I don’t agree with the Jewish tradition of not pronouncing God’s personal name out loud.
There are two reasons why.
First, I don’t think its Scriptural.
In the original Hebrew, God’s holy name is written over 6000 times in His Word.
In addition, there are plenty of Scriptures where we are plainly commanded to call on or do something in His Name.
Why would the Lord ask us to call on or do something in His Name if He didn’t want us to use it?
Second, God’s 3rd Word is not a prohibition against saying God’s personal name out loud.
As I mentioned in my last post, it is about not invoking the Lord’s name frivolously when you take a vow.
This 3rd Word is about the MISUSE of God’s name, not the MISPRONUNCIATION of His Name.
So why did God’s Name go into disuse?
It was the fear of misusing God’s name due to human carelessness that eventually led the Jewish people to prohibit saying God’s Name at all in any situation, not just when taking a vow or an oath.
This tradition reached the point where, outside of copying Holy Scripture, God’s name was not even to be written.
That’s why it’s common in many Jewish writings to see “God” rendered as “G-d”.
There is some disagreement as to exactly when the prohibition against verbalizing God’s Name occurred,
Depending on which scholarly source you refer to, the earliest time may have been during the Babylonian Exile.
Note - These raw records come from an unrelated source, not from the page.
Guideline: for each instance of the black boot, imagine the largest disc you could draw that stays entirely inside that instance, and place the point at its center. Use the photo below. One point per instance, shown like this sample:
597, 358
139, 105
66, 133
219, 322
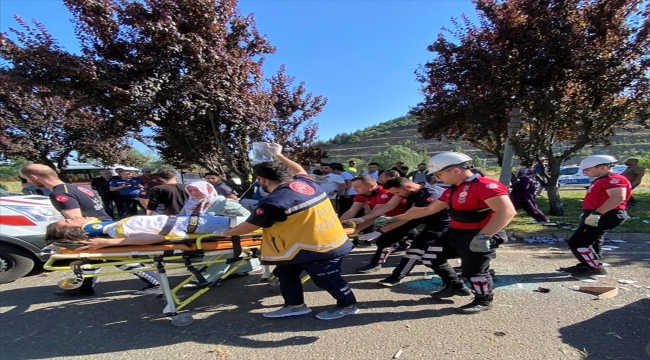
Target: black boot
480, 303
452, 289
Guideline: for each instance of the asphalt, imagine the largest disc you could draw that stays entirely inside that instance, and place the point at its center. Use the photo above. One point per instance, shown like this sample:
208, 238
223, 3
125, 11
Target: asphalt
399, 322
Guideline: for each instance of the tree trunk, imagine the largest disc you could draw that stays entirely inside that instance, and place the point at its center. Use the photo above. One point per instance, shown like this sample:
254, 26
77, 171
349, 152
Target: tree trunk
554, 200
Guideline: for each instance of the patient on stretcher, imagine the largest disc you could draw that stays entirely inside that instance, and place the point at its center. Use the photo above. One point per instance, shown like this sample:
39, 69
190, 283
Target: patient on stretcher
135, 230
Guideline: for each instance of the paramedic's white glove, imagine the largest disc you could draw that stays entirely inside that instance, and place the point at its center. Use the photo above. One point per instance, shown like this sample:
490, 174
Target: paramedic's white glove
274, 149
480, 243
592, 219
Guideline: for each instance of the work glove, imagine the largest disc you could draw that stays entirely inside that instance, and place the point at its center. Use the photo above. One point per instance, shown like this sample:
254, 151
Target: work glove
274, 149
348, 224
592, 219
480, 243
383, 220
370, 236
Or the latest time would have been about the time of Alexander the Great (around 500-300 BC).
Now here’s the 20 million dollar point.
Before that time, the Sages and Rabbis are in agreement that God’s holy name was spoken and written.
Let me say that again.
At the latest, up until around 500-300 BC, it is generally agreed that God’s holy name WAS both spoken and written.
I’m talking about a period of at least 7 centuries.
During this 700 years or so, the Hebrews openly spoke God’s name.
Also, if one were to visit the Israeli National Museum, one can see ancient Hebrew artifacts on display that have the Hebrew letters YOD, HEH, VAV, HEH inscribed on them.
Now some may object by saying it’s impossible to resurrect the practice of saying God’s name out loud now because we’ve lost the pronunciation.
We’re no longer sure of the ancient Hebrew vowel sounds.
I’m not so sure if that argument is very persuasive.
Even if we did know the exact vowel sounds, everyone would still pronounce His name differently due to language variations.
It can sometimes be YAHWEH, YE-HOVEH, or the English JEHOVAH.
Even “Yeshua”, the Name of the Savior, varies depending on the culture and language.
Having said all that, I do respect the Jewish tradition to revere the Lord’s name by not pronouncing it.
From many interactions I’ve had with Jewish believers, I know from personal experience that it is a very sensitive issue for them.
So when in company with them, out of respect and empathy, I do NOT say God’s name out loud.
I use the term HASHEM (literally meaning “The Name”).
However, I would like to ask any fellow Jewish believers to please not be personally offended when you see the Lord’s name written in the articles on this site.
It is for educational purposes and as I just mentioned, scripturally, I don’t feel there is anything wrong in attempting to honor the Lord by pronouncing His Holy Name, even I don’t pronounce it perfectly.